Max Zimmer, Christoph Spiegel, Sebastian Pokutta

Many Neural Network Pruning approaches consist of several iterative training and pruning steps, seemingly losing a significant amount of their performance after pruning and then recovering it in the subsequent retraining phase. Recent works of Renda et al. (2020) and Le & Hua (2021) demonstrate the significance of the learning rate schedule during the retraining phase and propose specific heuristics for choosing such a schedule for IMP (Han et al., 2015). We place these findings in the context of the results of Li et al. (2020) regarding the training of models within a fixed training budget and demonstrate that, consequently, the retraining phase can be massively shortened using a simple linear learning rate schedule. Improving on existing retraining approaches, we additionally propose a method to adaptively select the initial value of the linear schedule. Going a step further, we propose similarly imposing a budget on the initial dense training phase and show that the resulting simple and efficient method is capable of outperforming significantly more complex or heavily parameterized state-of-the-art approaches that attempt to sparsify the network during training. These findings not only advance our understanding of the retraining phase, but more broadly question the belief that one should aim to avoid the need for retraining and reduce the negative effects of 'hard' pruning by incorporating the sparsification process into the standard training.

LGOct 14, 2020
Deep Neural Network Training with Frank-Wolfe

Sebastian Pokutta, Christoph Spiegel, Max Zimmer

This paper studies the empirical efficacy and benefits of using projection-free first-order methods in the form of Conditional Gradients, a.k.a. Frank-Wolfe methods, for training Neural Networks with constrained parameters. We draw comparisons both to current state-of-the-art stochastic Gradient Descent methods as well as across different variants of stochastic Conditional Gradients. In particular, we show the general feasibility of training Neural Networks whose parameters are constrained by a convex feasible region using Frank-Wolfe algorithms and compare different stochastic variants. We then show that, by choosing an appropriate region, one can achieve performance exceeding that of unconstrained stochastic Gradient Descent and matching state-of-the-art results relying on $L^2$-regularization. Lastly, we also demonstrate that, besides impacting performance, the particular choice of constraints can have a drastic impact on the learned representations.

OCSep 29, 2020
Projection-Free Adaptive Gradients for Large-Scale Optimization

Cyrille W. Combettes, Christoph Spiegel, Sebastian Pokutta

The complexity in large-scale optimization can lie in both handling the objective function and handling the constraint set.
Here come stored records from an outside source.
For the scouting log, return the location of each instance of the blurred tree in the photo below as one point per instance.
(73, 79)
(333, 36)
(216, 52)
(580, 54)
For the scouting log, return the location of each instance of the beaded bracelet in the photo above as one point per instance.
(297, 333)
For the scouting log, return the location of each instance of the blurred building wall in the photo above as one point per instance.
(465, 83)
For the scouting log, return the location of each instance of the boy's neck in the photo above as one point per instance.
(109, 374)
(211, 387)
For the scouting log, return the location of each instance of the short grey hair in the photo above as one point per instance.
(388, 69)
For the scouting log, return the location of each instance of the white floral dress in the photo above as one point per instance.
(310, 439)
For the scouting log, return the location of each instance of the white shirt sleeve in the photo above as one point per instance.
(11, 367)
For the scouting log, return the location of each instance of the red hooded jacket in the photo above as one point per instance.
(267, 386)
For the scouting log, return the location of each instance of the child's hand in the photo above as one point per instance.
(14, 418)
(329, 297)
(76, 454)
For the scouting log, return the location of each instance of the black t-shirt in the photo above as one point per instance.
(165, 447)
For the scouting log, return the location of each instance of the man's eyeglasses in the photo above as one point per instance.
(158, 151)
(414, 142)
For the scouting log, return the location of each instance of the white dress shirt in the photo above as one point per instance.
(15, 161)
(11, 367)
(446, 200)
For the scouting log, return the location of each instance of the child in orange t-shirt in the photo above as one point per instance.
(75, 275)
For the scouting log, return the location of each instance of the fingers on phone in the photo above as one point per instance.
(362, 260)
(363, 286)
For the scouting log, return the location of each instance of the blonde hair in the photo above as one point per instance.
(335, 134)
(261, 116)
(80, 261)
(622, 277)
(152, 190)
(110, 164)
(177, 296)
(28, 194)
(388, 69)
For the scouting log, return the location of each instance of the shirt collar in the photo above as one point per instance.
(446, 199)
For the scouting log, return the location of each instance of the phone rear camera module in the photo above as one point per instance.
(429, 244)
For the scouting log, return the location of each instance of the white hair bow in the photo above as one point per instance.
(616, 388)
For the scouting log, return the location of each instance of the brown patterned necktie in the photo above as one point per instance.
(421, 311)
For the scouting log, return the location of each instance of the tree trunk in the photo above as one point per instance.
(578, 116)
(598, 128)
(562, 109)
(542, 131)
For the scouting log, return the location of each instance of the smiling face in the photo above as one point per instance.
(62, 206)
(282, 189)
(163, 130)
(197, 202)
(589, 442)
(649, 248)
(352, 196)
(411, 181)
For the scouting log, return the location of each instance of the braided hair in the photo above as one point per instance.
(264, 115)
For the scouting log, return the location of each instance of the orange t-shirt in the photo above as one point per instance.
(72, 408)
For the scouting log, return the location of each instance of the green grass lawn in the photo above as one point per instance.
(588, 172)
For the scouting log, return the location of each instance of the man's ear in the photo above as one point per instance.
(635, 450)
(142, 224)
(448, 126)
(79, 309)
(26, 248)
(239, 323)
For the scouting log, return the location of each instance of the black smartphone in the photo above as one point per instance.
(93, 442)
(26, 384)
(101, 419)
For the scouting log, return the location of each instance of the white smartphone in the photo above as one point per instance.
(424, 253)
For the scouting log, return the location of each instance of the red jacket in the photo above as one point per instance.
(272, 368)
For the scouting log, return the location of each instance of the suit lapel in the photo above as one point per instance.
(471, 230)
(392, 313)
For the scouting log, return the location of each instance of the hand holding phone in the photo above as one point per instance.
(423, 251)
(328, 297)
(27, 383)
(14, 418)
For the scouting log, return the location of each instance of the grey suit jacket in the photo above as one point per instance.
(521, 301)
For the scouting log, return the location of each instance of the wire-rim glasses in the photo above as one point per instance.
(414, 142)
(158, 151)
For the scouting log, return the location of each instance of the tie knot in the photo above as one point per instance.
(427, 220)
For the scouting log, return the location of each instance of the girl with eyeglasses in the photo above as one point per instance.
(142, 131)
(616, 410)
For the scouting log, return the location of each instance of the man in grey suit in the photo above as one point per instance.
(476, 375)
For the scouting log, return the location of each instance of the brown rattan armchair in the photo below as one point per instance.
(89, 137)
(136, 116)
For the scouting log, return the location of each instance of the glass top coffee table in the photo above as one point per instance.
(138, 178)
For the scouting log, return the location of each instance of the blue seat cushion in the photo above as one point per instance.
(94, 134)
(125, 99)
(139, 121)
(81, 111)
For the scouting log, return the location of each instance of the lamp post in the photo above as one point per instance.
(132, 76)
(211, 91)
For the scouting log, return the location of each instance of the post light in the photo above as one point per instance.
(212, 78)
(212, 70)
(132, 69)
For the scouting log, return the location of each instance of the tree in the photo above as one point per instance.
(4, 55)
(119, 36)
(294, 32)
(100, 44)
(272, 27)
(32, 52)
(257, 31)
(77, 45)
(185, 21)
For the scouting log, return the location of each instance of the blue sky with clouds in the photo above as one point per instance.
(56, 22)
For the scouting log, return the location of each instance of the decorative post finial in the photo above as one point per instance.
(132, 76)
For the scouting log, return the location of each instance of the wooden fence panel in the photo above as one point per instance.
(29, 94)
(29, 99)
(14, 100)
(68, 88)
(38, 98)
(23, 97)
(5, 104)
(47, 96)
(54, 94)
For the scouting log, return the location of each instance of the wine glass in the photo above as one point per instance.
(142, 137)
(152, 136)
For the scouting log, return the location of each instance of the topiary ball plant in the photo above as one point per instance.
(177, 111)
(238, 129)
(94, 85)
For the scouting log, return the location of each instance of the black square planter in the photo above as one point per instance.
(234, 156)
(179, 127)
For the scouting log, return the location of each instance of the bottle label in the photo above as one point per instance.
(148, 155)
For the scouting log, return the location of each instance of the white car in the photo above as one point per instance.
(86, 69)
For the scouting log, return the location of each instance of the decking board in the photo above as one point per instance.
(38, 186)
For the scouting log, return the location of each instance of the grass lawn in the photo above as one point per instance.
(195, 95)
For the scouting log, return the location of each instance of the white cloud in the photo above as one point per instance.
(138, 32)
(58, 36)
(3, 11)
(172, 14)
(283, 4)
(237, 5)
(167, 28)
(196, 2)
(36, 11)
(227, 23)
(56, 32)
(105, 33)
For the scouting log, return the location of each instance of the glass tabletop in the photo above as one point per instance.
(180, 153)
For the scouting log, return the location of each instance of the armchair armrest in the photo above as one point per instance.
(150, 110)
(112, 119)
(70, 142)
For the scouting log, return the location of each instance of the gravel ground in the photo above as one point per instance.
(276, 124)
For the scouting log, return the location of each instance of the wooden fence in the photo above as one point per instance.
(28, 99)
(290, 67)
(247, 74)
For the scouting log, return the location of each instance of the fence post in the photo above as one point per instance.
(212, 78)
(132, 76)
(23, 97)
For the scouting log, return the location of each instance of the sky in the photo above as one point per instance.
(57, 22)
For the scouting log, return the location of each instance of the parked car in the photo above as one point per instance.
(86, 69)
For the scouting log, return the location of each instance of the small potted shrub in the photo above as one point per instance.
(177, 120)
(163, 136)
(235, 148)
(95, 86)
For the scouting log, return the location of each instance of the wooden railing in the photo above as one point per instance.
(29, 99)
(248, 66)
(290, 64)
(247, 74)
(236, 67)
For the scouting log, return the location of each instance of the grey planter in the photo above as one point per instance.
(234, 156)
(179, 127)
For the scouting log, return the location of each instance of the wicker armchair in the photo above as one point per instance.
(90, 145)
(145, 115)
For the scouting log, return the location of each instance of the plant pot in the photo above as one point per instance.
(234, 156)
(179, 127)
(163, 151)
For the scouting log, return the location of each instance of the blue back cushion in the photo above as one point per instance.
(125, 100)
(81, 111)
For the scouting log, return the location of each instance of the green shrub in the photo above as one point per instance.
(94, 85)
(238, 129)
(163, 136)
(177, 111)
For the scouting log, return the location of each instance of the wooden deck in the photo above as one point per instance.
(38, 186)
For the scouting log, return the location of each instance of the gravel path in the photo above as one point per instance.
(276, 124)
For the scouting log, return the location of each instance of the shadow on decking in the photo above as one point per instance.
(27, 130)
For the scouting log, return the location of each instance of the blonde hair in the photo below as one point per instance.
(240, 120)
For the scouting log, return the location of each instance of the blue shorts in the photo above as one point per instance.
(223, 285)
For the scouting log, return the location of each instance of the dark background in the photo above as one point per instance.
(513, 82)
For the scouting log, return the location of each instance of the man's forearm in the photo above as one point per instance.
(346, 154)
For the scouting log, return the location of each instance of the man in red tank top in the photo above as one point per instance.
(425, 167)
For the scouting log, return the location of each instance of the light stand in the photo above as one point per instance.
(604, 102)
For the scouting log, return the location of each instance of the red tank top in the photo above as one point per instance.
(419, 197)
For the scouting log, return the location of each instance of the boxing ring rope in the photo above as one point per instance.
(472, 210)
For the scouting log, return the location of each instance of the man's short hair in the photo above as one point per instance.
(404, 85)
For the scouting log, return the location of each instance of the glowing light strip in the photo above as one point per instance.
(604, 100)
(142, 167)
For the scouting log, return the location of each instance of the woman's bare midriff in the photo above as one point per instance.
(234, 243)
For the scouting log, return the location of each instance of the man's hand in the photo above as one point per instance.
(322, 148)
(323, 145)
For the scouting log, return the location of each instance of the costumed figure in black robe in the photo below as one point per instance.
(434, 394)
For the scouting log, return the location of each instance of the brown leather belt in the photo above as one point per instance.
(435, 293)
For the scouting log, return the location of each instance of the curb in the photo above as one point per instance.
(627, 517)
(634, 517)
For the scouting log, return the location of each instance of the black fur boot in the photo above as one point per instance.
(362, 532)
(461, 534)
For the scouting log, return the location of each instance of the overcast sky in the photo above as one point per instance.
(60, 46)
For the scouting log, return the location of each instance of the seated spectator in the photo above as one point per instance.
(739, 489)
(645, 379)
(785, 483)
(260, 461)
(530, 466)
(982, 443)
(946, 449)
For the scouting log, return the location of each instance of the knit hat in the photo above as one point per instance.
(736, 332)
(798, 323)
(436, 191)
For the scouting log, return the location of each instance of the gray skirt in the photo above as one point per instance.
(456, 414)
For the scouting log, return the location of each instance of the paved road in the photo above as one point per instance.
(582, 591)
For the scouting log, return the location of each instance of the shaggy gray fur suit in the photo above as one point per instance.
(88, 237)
In this respect, stochastic Frank-Wolfe algorithms occupy a unique position as they alleviate both computational burdens, by querying only approximate first-order information from the objective and by maintaining feasibility of the iterates without using projections. In this paper, we improve the quality of their first-order information by blending in adaptive gradients. We derive convergence rates and demonstrate the computational advantage of our method over the state-of-the-art stochastic Frank-Wolfe algorithms on both convex and nonconvex objectives. The experiments further show that our method can improve the performance of adaptive gradient algorithms for constrained optimization.